Prof. Leo Eberl, Department of Plant and Microbial Biology, University of Zürich
"After receiving training in the model, we plan to use it in several Pseudomonas projects in the future"
Dr Jacob Malone, Project Leader, John Innes Centre
Key publications from our lab
Harrington NE, Sweeney E & Harrison F (2020) Building a better biofilm - Formation of in vivo-like biofilm structures by Pseudomonas aeruginosa in a porcine model of cystic fibrosis lung infection. Biofilm 2:100024 (From publisher, OA)
Sweeney, E, Hassan, MH, Harrington, NE, Smyth, AR, Hurley, MN, Tormao-Mas, MA & Harrison, F (2020) An ex vivo cystic fibrosis model recapitulates key clinical aspects of chronic S. aureus infection. Microbiology, AOP (From publisher; bioRxiv preprint, OA).
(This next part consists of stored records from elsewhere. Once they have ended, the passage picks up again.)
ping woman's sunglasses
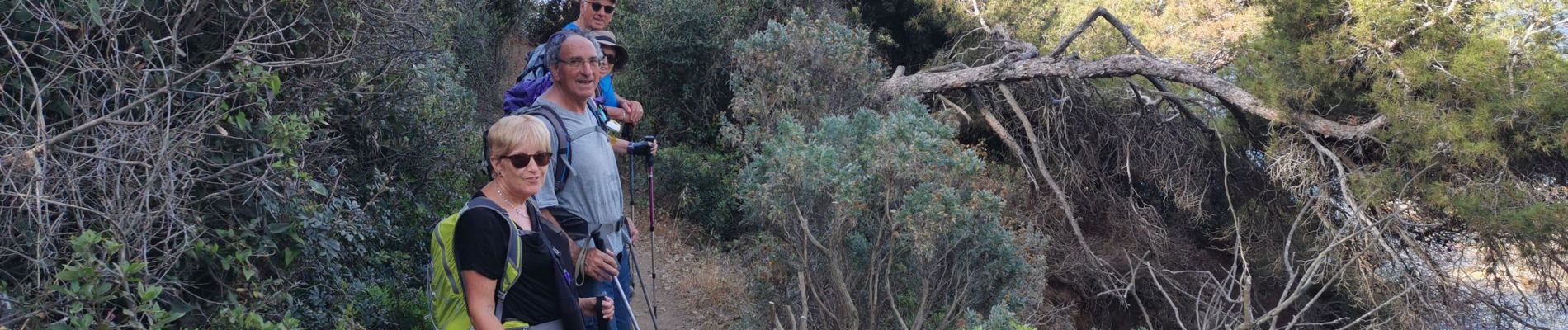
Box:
[497,152,550,169]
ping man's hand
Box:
[621,98,643,124]
[626,218,636,243]
[577,297,615,319]
[626,139,659,157]
[583,248,620,281]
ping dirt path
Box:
[627,205,746,330]
[632,224,695,330]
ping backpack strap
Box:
[460,197,522,323]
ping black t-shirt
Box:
[451,192,582,328]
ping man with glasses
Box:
[555,0,643,124]
[533,30,659,330]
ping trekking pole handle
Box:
[643,134,659,167]
[593,293,610,323]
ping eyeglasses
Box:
[497,152,550,169]
[555,58,604,68]
[588,2,615,14]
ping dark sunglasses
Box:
[497,152,550,169]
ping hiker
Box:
[587,30,643,124]
[502,0,643,130]
[521,30,659,328]
[451,116,615,330]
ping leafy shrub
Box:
[740,98,1024,328]
[638,145,756,241]
[0,0,481,328]
[726,9,885,143]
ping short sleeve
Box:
[451,210,510,278]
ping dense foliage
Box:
[0,0,477,328]
[740,105,1023,328]
[0,0,1568,330]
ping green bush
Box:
[740,98,1024,328]
[0,0,483,328]
[638,145,756,241]
[726,9,885,143]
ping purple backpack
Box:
[502,72,552,114]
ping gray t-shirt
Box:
[533,97,631,253]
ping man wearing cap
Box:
[563,0,643,124]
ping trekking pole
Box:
[643,134,659,319]
[593,232,643,330]
[594,294,615,328]
[626,239,659,330]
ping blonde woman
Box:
[451,116,615,330]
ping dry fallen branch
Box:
[878,54,1388,139]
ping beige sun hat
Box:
[587,30,632,68]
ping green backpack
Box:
[425,197,528,330]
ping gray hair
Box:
[540,28,604,68]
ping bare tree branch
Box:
[878,54,1388,139]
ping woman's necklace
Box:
[495,186,531,230]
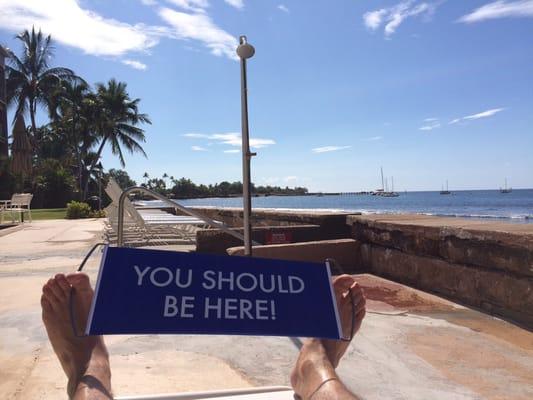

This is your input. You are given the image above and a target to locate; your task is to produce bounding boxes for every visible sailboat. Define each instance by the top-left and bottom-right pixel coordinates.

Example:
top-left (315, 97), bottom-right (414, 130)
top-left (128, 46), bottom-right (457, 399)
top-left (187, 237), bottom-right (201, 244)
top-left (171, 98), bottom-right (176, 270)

top-left (373, 167), bottom-right (399, 197)
top-left (500, 178), bottom-right (513, 193)
top-left (440, 179), bottom-right (452, 194)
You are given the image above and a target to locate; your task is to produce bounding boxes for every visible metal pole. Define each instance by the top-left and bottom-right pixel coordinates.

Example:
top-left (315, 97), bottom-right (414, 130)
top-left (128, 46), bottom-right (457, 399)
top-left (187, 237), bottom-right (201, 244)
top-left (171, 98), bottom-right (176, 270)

top-left (98, 170), bottom-right (102, 211)
top-left (237, 36), bottom-right (255, 256)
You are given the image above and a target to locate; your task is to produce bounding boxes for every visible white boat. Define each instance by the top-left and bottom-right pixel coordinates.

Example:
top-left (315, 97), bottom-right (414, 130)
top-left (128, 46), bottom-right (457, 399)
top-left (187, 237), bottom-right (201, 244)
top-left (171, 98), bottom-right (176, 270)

Davies, SK, Fearn, S, Allsopp, LP, Harrison, F, Ware, E, Diggle, SP, Filloux, A, McPhail, DS & Bundy, JG (2017) Visualizing antimicrobials in bacterial biofilms: three-dimensional biochemical imaging using TOF-SIMS. mSphere 2:e00211-17 (From publisher, OA)
Sweeney, E, Sabnis, A, Edwards, AM & Harrison, F (2020) Effect of host-mimicking medium and biofilm growth on the ability of colistin to kill P. aeruginosa. Microbiology, AOP (From publisher, OA)
Collaboration highlight: ECR fellowship
Air pollution is the world’s largest single environmental health risk, causing increased chronic, infectious respiratory diseases. The ground breaking work by Dr. Julie Morrissey's interdisciplinary team at the University of Leicester has shown that exposure to air pollution has a major impact on respiratory tract bacteria. Along with new WTISSF fellow Dr Jo Purves, they are now using the ex vivo pig lung model to investigate the impact of air pollution on the colonisation of bacteria with an important role in respiratory diseases including community acquired pneumonia & chronic obstructive pulmonary disease (COPD).
Roberts, AEL et al. (2019) Anti-pseudomonad activity of manuka honey and antibiotics in a specialized ex vivo model simulating cystic fibrosis lung infection. Frontiers in Microbiology 10:869 (From publisher).
In this article, ex vivo pig bronchioles and alveolar tissue are used, along with synthetic CF sputum, to test the antibacterial efficacy of Manuka honey alone and in combination with standard antibiotics. Honey shows anti-pseudomonas potential in this model of chronic biofilm infection.